Why It Matters. While machine learning algorithms were already becoming a part of health care, COVID-19 is likely to accelerate their adoption. But lack of data and testing time could hinder their effectiveness – for this pandemic, at least.
What's Happening. With millions of cases and outbreaks in every corner of the world, speed is of the essence when it comes to diagnosing and treating COVID-19. So it's no surprise doctors were quick to employ AI tools to get ahead of what could be the worst pandemic in a century.
- HealthMap, a web service run by Boston Children's Hospital that uses AI to scan social media and other reports for signals of disease outbreaks, spotted some of the first signs of what would become the COVID-19 outbreak. This was days before the WHO formally alerted the rest of the world.
- Early in the epidemic, the Chinese tech company Alibaba released an AI algorithm that uses CT scans of possible coronavirus patients and can diagnose cases automatically in a matter of seconds.
- In New York, Mount Sinai Health System and NYU Langone Health have developed AI algorithms that can predict whether a COVID-19 patient is likely to suffer adverse events soon and determine when patients will be ready to be discharged. Such systems can help overburdened hospitals better manage the flow of supplies and personnel during a medical crisis.
- The advance of AI is partially a result of the rapid increase in data, the lifeblood of any machine learning system. The amount of medical data in the world is estimated to double every two months.

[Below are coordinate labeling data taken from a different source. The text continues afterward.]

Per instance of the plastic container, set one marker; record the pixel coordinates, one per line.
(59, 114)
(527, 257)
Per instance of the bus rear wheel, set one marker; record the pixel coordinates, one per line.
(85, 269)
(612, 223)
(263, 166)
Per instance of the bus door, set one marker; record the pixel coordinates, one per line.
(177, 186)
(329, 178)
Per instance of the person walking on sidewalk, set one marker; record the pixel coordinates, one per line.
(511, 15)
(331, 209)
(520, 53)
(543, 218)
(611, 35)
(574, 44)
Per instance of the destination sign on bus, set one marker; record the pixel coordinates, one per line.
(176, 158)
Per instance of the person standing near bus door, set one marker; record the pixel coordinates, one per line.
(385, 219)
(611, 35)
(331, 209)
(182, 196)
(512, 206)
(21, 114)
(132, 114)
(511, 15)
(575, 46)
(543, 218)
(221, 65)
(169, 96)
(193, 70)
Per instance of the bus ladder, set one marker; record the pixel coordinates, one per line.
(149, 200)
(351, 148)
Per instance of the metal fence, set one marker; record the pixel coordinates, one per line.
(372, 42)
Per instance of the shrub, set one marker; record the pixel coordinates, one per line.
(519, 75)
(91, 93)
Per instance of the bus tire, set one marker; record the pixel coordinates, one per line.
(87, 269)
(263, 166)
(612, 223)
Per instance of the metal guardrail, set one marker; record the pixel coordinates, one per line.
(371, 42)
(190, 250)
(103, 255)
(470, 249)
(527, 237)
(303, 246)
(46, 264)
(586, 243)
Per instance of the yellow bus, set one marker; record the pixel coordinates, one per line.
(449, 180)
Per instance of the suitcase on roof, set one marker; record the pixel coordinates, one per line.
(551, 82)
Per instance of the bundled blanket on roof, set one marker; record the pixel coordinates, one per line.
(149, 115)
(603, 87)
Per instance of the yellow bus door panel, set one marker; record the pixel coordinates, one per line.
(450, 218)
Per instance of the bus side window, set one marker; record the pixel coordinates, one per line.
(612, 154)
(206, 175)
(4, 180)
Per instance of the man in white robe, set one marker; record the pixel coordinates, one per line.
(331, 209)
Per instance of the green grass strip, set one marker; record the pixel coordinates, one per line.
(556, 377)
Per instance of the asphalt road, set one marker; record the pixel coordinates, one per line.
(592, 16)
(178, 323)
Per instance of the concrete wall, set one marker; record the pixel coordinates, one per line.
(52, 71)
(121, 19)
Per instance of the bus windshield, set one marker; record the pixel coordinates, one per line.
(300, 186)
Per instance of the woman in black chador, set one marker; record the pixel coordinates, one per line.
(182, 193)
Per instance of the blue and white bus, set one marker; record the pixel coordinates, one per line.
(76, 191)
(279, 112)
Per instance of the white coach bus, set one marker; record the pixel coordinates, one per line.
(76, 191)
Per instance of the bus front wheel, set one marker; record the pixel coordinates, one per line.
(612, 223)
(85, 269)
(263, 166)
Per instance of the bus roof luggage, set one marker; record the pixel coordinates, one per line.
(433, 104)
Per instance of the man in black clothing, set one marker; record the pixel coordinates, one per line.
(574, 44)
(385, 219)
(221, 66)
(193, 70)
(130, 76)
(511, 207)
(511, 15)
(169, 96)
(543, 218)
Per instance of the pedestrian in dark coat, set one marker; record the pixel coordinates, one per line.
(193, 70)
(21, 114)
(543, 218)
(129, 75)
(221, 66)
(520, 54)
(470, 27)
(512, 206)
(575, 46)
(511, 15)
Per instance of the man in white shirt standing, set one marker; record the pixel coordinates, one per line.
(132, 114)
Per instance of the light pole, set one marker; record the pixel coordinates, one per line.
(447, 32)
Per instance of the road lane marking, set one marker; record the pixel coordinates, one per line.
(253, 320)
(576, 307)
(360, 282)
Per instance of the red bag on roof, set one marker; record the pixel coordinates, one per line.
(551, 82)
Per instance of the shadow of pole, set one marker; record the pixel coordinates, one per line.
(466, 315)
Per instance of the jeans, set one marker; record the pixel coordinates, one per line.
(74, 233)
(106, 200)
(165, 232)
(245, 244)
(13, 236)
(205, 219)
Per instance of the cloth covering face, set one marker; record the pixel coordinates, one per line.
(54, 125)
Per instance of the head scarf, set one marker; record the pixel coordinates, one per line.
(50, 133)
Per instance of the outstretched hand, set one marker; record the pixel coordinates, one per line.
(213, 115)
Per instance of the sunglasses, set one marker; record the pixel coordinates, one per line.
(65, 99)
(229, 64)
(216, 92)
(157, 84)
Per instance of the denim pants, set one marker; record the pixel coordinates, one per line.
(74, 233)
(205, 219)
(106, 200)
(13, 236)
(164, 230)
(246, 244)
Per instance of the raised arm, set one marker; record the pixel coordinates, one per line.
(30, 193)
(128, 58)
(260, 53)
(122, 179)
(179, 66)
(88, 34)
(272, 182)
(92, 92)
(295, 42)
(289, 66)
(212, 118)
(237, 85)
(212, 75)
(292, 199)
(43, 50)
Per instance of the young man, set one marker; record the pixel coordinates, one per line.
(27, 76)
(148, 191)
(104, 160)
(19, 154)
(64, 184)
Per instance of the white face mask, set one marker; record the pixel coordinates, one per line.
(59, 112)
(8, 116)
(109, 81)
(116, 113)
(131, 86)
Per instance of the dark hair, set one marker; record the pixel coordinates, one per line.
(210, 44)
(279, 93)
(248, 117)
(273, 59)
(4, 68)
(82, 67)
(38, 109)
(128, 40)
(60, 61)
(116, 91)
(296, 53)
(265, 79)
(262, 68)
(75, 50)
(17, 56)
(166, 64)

- Engineer and entrepreneur Peter Diamandis told Wired an estimated 200 million physicians, scientists, technologists, and engineers are now working on COVID-19, generating and sharing data "with transparency and at speeds we've never seen before."
- "We understand who is at risk and how they're at risk, and then we can get the right treatment to them," says Zeeshan Syed, the CEO of Health[at]Scale, an AI health care startup.
- A study published in Nature Medicine in May found an AI system was more accurate than a radiologist in diagnosing COVID-19 patients using CT scans – X-ray images of lungs – combined with clinical symptoms.
- A systematic review of preprint and published studies of AI diagnostic systems for COVID-19 published in the British Medical Journal in April noted the models reported "good to excellent predictive performance." However, they cautioned the data was still limited for real-world applications and at high risk for bias.
- "There is a lot of promise in using algorithms, but the data in the biomedical space can be really difficult to deal with," says Gabe Musso, the chief science officer at BioSymetrics. This biomedical AI company uses machine learning for simulation-based drug discovery. Genetic data, imaging data, and data from electronic health records are often unstructured and rarely share a common format, complicating efforts to feed the information into an algorithm.
- Many of the AI diagnostic systems being rushed into the fight against COVID-19 were developed before the pandemic and thus were trained on other respiratory diseases like tuberculosis. That reduces their accuracy – especially if their training datasets don't match the gender or age of typical COVID-19 patients.
- As a result, pioneering computer scientist Kai-fu Lee wrote recently, "I would give [AI] a B-minus at best" for its performance during the pandemic.